As the acclaimed author of 2005's The Last Child in the Woods, Louv created the term "nature-deficit disorder"; as the founder of the Children & Nature Network and a burgeoning media celebrity, he is the acknowledged guru on the malady.
Louv spoke here Sept. 23, during the 2008 International Urban Parks Conference, organized by the Pittsburgh Parks Conservancy and titled "Body and Soul: Parks and the Health of Great Cities."
In the best-selling Last Child, the San Diego-based journalist and scholar defines nature-deficit disorder as "the increasing divide between the young and the natural world, and the environmental, social, psychological, and spiritual implications of that change." Citing our evolutionary heritage as field- and forest-dwellers, along with a growing body of scientific research, Louv says that "healing the broken bond" between kids and nature is necessary for both their health and the well-being of the planet.

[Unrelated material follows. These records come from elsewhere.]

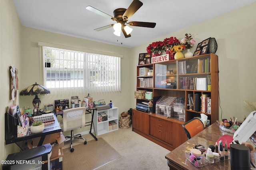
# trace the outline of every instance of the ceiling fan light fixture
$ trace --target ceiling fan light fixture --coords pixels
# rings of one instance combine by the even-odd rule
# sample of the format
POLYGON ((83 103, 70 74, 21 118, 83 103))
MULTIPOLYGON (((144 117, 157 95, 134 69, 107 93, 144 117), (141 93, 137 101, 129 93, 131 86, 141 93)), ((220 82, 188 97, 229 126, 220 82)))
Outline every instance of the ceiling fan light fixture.
POLYGON ((115 31, 114 32, 114 34, 116 36, 118 36, 118 37, 120 37, 121 36, 121 31, 115 31))
POLYGON ((121 23, 116 23, 114 24, 113 26, 113 28, 114 28, 114 30, 116 31, 118 31, 119 32, 121 32, 121 28, 122 27, 122 25, 121 23))
POLYGON ((128 25, 125 25, 124 29, 127 35, 130 34, 132 31, 132 28, 129 27, 128 25))

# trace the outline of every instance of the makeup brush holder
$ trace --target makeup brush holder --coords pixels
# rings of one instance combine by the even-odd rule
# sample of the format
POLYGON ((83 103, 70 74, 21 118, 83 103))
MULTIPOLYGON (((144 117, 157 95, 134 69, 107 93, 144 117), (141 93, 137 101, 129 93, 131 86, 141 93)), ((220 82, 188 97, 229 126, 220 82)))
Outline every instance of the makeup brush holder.
POLYGON ((231 170, 250 169, 250 149, 244 145, 230 144, 231 170))

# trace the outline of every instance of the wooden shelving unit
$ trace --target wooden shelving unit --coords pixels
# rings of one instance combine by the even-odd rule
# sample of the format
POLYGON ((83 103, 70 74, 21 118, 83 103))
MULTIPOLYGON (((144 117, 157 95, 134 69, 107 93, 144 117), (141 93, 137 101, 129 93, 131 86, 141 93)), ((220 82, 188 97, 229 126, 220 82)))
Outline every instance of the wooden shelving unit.
MULTIPOLYGON (((133 130, 172 150, 186 141, 186 137, 182 126, 184 122, 194 117, 200 117, 200 113, 204 113, 207 115, 210 123, 214 123, 218 119, 219 115, 218 73, 218 56, 214 54, 138 66, 136 90, 152 92, 153 98, 152 100, 136 99, 136 104, 151 101, 155 104, 159 97, 163 96, 183 99, 184 118, 178 119, 174 116, 173 114, 171 117, 166 118, 166 116, 156 115, 155 113, 149 114, 134 109, 133 130), (141 68, 144 67, 152 69, 153 76, 142 76, 140 70, 141 70, 141 68), (152 78, 153 87, 141 87, 140 81, 142 78, 152 78), (193 78, 194 80, 195 78, 206 78, 207 82, 206 89, 205 89, 206 90, 198 90, 196 86, 194 88, 194 83, 192 84, 194 81, 193 78), (165 82, 167 82, 168 83, 165 82), (208 89, 209 83, 210 83, 210 89, 208 89), (205 107, 206 109, 205 111, 202 111, 201 106, 200 110, 198 107, 197 110, 195 110, 195 102, 201 105, 199 102, 202 102, 195 100, 196 94, 199 98, 205 94, 210 97, 211 107, 208 111, 207 111, 207 107, 205 107), (192 98, 189 97, 190 96, 192 96, 192 98), (192 107, 190 107, 190 98, 194 103, 192 107), (158 124, 158 122, 159 123, 158 124), (162 129, 159 127, 156 128, 157 127, 162 127, 162 129), (166 129, 169 130, 167 130, 166 129)), ((155 109, 154 111, 155 113, 155 109)))

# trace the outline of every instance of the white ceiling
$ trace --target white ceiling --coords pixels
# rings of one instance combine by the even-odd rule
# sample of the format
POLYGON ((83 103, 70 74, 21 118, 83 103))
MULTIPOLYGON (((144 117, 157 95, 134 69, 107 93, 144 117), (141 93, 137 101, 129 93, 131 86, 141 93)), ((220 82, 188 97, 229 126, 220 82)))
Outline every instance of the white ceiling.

"We've taken nature away from our kids," he told the crowd, some hailing from as far away as Australia, South Korean and Uganda.
Though the average American child spends 44 hours a week with electronic media, we can't blame the Web or iPods, says Louv, a gray-haired father of two. More pertinent are "the over-structuring of childhood" -- which leaves scant bug-watching time between soccer practices -- and such community-design trends as streets with no sidewalks.

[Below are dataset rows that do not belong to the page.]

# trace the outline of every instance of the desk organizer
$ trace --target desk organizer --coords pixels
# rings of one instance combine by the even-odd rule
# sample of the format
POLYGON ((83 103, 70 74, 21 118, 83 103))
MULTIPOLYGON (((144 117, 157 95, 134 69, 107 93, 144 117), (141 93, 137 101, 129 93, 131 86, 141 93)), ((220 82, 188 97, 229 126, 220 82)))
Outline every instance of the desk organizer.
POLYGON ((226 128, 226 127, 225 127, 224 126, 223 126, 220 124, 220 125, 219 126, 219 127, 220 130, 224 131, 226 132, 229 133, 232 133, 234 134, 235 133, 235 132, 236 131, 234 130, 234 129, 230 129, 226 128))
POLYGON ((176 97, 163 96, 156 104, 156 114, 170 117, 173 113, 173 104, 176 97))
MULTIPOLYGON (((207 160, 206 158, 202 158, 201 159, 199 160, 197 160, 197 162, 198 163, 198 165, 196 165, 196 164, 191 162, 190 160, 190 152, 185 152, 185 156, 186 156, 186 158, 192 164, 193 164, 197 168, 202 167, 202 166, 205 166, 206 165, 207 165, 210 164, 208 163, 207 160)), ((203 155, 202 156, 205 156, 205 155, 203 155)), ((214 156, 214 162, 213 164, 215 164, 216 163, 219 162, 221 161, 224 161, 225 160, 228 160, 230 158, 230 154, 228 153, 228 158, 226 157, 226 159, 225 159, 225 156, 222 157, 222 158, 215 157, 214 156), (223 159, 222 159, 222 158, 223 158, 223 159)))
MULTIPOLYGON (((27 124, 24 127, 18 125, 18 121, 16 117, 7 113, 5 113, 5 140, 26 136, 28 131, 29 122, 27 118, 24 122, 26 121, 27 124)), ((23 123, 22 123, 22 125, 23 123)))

The big trouble, though, is fear, fueled by the news media. "Parents are scared to death of stranger-danger," Louv says -- even though abductions are rare, and seldom perpetrated by strangers. Over the past three decades, we've placed children under "virtual house arrest." He added, "We might be approaching a time when it is no longer normal or expected for kids to go outside to watch the leaves move."
That's a problem, for instance, because rising childhood obesity rates support other research indicating that kids who go outside exercise more. It's a problem because kids who don't get nature-time seem more prone to anxiety, depression and attention-deficit problems. ("The woods were my Ritalin," Louv writes in Last Child.) And it's a problem, Louv writes, because "the quality of exposure to nature affects our health at an almost cellular level."
Finally, how will a generation that's barely experienced nature first-hand be able to preserve animal habitats or address global warming?
But Louv says the tide is turning. He cites growing media coverage of, well, nature-deficit disorder. He noted that, on Sept. 19, the U.S. House overwhelmingly approved the No Child Left Inside Act, which would offer schools federal funding for outdoor recreation and environmental education.
Louv also lauded philanthropic and community-based efforts nationally, including Sustainable Pittsburgh's Pittsburgh Outdoors Promise. The initiative, based on a program operating at City Charter High School, is in its fund-raising stage. It would help schools outsource some of their physical-education curriculum to groups specializing in outdoor activities and environmental studies.
Other conference presenters addressed the nuts and bolts of luring people back to nature, often in city settings. Charlie Lord, director of Boston's Urban Ecology Institute, said a program taking fifth-through-12th-graders to study things like water quality and bird biodiversity in a city "outdoor lab" led to higher science scores on standardized tests -- and a palpable sense of community pride. Karen Purcell, of the Cornell Lab of Ornithology's Celebrate Urban Birds citizen-science project, has distributed some 70,000 species-identification surveys in all 50 states.
Louv says that prospects for more such efforts are promising. In many ways, he believes, the love of nature transcends partisanship, ranging "from the Sierra Club to The 700 Club," as he likes to say.
He was actually on Pat Robertson's 700 Club, in fact, talking nature-deficit disorder. "They did a great job," says Louv. "They all wanted to tell me about the treehouse they had when they were kids."